Abstract
Cancer is the second most common cause of death in developed nations, and incidence is rising among
developing nations. An estimated 70% of cancers are attributable to “modifiable” risk factors, including obesity,
chronic inflammatory diseases, and poor diet, all of which have been associated with increased oxidative
stress. These are not themselves “carcinogenetic”, but they are thought to act as “cancer promoters”,
increasing the probability of developing cancer. With advances in whole genome sequencing and development
of computational techniques to examine the cancer genome, we can now use mathematical profiling of somatic
mutational profiles (termed mutational signatures) to identify potential causes underlying a given tumor (e.g.,
smoking versus UV light). It remains unclear, however, if there is a mutational signature that is a biomarker of
cumulative lifetime exposure to reactive oxygen species (ROS)-mediated DNA damage and if this correlates
with cancer-associated lifestyle factors. Here, we will utilize cutting-edge multi-omic profiling and molecular
biology and computational tools to better understand the contribution/mechanism of oxidative stress as a
cancer promoter.
To examine the correlation of ROS mutational signature levels and inflammation-related cancer risk
factors, we will perform whole genome sequencing and mutational signature analysis of a large cohort of
colorectal tumors from patients with detailed, longitudinally collected lifestyle data (e.g., smoking, caloric
intake, red meat intake, exercise level, etc.) collected by the Molecular Epidemiology of Colorectal Cancer
study. We will also evaluate whether accumulation of ROS-generated mutations is biased toward CTCF
binding loci and whether chromosomal architecture is modified by exposure to carcinogens or cancer-
associated processes, thereby mediating unique “epigenomic signatures”. These aims will also provide data
that can be used in the development of two novel computational tools for the analysis of cancer driver
mutational signatures and epigenomic signatures of carcinogen exposure.
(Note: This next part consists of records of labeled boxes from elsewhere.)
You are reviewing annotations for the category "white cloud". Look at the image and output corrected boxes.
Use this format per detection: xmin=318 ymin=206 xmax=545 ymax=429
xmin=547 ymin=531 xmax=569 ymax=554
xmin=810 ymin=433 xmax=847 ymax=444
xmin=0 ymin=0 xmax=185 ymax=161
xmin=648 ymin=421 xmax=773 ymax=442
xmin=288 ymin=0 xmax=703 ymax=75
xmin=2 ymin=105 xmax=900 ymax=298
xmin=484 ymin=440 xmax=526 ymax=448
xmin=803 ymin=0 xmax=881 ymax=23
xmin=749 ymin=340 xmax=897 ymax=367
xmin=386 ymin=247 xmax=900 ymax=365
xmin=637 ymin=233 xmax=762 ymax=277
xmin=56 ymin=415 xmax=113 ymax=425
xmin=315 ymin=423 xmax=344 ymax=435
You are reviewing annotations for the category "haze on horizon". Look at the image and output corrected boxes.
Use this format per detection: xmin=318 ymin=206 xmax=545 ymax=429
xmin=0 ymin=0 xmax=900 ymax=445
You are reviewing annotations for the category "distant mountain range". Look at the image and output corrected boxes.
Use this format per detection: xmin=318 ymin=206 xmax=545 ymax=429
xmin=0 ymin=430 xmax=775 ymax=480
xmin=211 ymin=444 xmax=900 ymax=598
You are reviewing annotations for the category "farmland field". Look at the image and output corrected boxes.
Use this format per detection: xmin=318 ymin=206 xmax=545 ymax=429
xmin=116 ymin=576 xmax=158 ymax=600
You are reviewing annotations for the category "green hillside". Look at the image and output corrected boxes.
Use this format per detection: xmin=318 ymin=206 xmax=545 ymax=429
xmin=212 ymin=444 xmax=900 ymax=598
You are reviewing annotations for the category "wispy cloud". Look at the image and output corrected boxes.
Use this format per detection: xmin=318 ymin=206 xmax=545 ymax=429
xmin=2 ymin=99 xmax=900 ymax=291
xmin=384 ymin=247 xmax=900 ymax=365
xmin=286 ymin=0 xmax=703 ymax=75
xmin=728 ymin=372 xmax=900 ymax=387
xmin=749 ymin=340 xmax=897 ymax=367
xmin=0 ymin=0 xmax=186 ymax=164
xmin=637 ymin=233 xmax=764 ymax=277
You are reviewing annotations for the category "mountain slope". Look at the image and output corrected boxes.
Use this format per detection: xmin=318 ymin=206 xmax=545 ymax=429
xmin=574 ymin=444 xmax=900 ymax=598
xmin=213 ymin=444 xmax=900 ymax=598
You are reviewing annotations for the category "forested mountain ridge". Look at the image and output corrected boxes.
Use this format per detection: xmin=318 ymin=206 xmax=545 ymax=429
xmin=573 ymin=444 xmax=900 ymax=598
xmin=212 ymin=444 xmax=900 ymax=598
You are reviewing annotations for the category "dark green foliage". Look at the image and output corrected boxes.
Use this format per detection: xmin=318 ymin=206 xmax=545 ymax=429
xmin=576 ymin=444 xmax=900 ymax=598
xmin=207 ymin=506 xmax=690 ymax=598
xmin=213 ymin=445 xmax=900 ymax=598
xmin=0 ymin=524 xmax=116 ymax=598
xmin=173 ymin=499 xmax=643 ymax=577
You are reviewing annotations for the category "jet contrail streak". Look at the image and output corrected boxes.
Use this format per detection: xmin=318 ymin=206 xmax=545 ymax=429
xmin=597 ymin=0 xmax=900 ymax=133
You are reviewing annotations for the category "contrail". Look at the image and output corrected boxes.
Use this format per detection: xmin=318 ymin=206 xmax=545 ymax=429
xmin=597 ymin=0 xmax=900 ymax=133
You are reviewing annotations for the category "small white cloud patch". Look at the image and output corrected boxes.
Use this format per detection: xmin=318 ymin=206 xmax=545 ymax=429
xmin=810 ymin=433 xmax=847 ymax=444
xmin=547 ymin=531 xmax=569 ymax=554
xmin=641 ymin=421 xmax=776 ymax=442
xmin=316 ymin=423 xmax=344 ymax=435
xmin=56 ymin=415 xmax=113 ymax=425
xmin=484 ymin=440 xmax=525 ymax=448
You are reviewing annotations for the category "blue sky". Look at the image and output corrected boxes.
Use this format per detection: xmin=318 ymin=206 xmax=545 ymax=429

Finally, we will test the molecular and clinical benefit of intermittent fasting during daily radiation therapy
based on the hypothesis that lifestyle factors could modulate susceptibility to ROS mutagenesis. Patient-
reported quality of life and clinician-reported adverse events, as well as molecular assay for tissue-specific
levels of ROS-associated DNA damage, will allow us to assess whether intermittent fasting can reduce normal
tissue toxicity. Successful completion of the proposed research will provide a comprehensive examination of
the epidemiology and mechanism of ROS-mediated DNA damage in human cancers and demonstrate the
safety and potential efficacy of intermittent fasting as a clinically translatable and easily adaptable approach to
reducing both acute and chronic side effects associated with radiotherapy.